1. Spend more time outside, and drag someone else along while you’re at it. Taking off on a four day backcountry adventure seemed like no big deal. Why? Because I grew up with a father that encouraged and inspired outdoor pursuits at an early age. Take a child, a cousin, a friend — hell, even an enemy — on an outdoor adventure and see where it takes them. We could all use a little more fresh air in our lives.
2. Watch at least one sunset and one sunrise every week. Experiencing this fantastic part of the daily natural rhythm is inspiring. And it doesn’t cost anything. (P.S. That’s my 62 year-old mother doing a Christmas Day warrior on a very rocky beach…)

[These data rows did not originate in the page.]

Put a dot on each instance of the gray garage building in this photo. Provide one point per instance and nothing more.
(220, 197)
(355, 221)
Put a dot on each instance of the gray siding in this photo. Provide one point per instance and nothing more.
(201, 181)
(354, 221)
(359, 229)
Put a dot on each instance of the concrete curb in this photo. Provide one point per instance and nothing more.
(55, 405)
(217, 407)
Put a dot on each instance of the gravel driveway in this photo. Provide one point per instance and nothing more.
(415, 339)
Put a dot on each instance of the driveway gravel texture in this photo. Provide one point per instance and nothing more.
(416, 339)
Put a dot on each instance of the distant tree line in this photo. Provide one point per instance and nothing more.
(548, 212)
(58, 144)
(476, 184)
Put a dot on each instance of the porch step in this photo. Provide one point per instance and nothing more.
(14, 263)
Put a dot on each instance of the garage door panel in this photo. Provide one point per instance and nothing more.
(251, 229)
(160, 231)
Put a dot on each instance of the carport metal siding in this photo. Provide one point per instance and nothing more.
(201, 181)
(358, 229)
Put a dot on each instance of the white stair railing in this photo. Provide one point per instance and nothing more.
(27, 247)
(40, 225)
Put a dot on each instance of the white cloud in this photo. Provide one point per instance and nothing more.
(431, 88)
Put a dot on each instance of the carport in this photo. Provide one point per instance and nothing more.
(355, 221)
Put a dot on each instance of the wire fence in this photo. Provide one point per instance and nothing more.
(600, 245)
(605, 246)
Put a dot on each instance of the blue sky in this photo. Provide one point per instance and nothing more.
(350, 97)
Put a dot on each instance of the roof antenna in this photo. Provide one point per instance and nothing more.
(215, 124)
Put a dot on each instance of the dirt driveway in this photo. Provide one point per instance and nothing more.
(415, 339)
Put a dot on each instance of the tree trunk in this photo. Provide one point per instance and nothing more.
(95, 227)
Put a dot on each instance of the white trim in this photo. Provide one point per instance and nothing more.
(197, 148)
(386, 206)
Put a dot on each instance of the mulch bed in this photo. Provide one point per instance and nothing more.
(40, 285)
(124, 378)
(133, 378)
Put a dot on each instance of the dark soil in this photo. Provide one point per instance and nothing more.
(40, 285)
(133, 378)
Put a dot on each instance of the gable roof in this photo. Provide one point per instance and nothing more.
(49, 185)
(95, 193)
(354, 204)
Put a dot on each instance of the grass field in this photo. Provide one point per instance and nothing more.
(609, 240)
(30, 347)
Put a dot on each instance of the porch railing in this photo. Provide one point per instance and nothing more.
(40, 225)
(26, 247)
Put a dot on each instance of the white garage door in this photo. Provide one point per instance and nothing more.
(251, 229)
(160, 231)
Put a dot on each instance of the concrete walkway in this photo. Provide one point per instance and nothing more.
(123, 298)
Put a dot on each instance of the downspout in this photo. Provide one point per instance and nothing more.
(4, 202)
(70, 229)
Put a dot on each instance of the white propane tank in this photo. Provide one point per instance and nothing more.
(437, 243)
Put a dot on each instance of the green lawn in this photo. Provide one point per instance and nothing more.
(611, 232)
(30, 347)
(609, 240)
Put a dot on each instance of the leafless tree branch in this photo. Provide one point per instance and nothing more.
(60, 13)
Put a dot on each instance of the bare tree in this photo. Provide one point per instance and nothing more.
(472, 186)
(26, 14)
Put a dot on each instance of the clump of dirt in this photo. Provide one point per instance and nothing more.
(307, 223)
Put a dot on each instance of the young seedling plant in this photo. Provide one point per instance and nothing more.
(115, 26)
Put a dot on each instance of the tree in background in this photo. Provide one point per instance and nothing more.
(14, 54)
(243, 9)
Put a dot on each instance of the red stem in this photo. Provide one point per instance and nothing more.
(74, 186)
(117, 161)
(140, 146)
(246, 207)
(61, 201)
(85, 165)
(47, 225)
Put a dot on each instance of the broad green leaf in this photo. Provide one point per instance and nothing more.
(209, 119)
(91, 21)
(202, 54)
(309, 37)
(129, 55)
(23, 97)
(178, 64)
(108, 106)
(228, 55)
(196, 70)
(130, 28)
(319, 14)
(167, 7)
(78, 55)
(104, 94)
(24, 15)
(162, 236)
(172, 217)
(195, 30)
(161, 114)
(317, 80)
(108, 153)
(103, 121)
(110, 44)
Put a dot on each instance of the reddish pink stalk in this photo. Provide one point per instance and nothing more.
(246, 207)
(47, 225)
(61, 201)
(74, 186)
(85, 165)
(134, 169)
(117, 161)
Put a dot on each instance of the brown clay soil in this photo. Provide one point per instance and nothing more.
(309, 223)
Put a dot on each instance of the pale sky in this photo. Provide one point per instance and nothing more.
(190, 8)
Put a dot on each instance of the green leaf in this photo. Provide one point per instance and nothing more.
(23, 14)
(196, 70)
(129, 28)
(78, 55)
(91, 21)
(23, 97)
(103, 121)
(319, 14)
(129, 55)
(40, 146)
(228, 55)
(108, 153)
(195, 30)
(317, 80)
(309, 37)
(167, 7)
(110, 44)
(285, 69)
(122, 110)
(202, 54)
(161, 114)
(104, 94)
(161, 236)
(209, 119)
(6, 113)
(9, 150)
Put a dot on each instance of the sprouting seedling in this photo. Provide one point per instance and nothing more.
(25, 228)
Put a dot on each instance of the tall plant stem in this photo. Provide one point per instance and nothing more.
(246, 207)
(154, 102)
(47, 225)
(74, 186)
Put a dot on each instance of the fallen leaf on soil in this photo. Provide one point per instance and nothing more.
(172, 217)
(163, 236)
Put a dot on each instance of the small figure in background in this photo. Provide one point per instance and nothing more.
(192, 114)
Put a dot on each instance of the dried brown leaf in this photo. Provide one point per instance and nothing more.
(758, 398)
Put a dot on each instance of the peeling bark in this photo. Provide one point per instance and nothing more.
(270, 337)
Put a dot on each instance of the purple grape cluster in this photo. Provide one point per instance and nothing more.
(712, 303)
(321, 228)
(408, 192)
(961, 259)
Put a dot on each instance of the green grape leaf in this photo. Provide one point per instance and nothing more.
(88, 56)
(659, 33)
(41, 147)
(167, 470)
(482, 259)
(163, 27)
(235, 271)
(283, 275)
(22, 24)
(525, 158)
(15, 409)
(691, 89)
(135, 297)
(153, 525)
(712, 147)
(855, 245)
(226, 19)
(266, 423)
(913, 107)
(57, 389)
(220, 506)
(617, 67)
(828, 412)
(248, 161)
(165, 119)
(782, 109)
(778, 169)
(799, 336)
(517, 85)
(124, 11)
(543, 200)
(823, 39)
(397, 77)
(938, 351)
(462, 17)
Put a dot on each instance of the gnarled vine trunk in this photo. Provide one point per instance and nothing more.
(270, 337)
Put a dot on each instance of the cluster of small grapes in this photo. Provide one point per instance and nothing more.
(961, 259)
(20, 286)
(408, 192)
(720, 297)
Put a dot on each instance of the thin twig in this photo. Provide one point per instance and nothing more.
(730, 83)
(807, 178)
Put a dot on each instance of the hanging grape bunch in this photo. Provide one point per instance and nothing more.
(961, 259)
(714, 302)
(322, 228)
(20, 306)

3. Make time to be creative. Time away from your computer is time well spent, and the longer I am away from the screen the more ideas I come up with for new projects and endeavors. Take 5 minutes a day to sit down and be inspired.
4. Eat well. After four days of a diet that consisted of freeze-dried delectables, I was reminded once again that what we put in our bodies is of the utmost importance. To get Pollanesque: “Eat Food. Not Much. Mostly Plants.” (I will admit to downing some delicious Camembert and salami while on the trail however, which reminded me of another important life choice: invest time in making good picnics and eating outdoors.)
5. Donate time, money, etc. to organizations that are making the world a better place. Big or small, international or local, there are so many great causes out there that are making positive change. The trails and hut system that made my snowshoeing trip a blast were all groomed and maintained by a small organization that’s pretty much run on volunteers that are committed to maintaining natural spaces so more people can get out and enjoy them. That’s worth supporting. Find a cause you love (or several) and support it in whatever way you can.
That’s all. Short and sweet. They’re not resolutions, just a couple of ideas that I think we can all stick to in the next decade.